Pourtant, c’est une Septième Symphonie surprenante – voire déconcertante – que délivre le maestro en deuxième partie de concert. Si l’on pouvait s’attendre à une immersion totale dans les profondeurs sonores de l’orchestre, dans ses harmonies, voire dans la piété mystique dont le compositeur a tant imprégné sa musique, il en va bien autrement ce soir. Peut-être par peur de se vautrer dans le cliché de gravité dont on affuble volontiers cette partition, Myung-Whun Chung préfère au sérieux une forme de légèreté ou d’insouciance. Aussi, c’est un Bruckner dansant sous l’archet des contrebasses, aux trémolos frémissants, limpide dans l’enchaînement de ses thèmes, éclatant dans ses acmés, mais aux antipodes de l’idée que l’on peut se faire d’un quelconque recueillement. Bien peu spirituel ce soir, le maestro se plaît à faire jaillir du moindre trait instrumental, du moindre contrechant, une dramaturgie sans pudeur et analogue à celle qui naît avec le chant du coucou dans la Première Symphonie de Mahler. Mais un tel théâtre, qui cède trop souvent au maniérisme et à l’anecdote, se révèle par trop étranger à cette Septième de Bruckner. De même, l’architecture de l’œuvre se trouve mise à mal par un tempo rapide qui semble par moments se précipiter, comme pour s’affranchir au plus vite des contemplations mystérieuses de la partition, et qui finit par donner une malheureuse impression de confusion.
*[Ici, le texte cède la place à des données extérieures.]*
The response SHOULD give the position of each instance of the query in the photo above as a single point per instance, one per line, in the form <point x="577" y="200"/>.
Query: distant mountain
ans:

Peut-être à cause d’une gestique trop économe de la part de Myung-Whun Chung, ce n’est pas le Philhar’ des grands soirs qui fait résonner la Maison ronde. Outre la fragilité des cors, la dureté des trompettes, certains départs brouillons, c’est avant tout l’étagement des plans sonores qui fait défaut à l’orchestre ; défaut d’autant plus regrettable que ces œuvres – dans lesquelles l’orgue n’est jamais très loin, dans l’écriture par blocs chez Bruckner ou dans les sonorités chez Messiaen – requièrent des différents pupitre un équilibre de tous les instants. Sans cesse dominée par de brutales incursions cuivrées, et malgré les efforts des archets pour creuser leurs cordes, la phalange finit par prendre les contours d’une fanfare trop tumultueuse. Saluons néanmoins l’excellence du pupitre des violoncelles emmené par Éric Levionnois qui, par l’expressivité de son chant et la justesse de ses interventions, apporte un peu de ferveur à cette kermesse oubliable.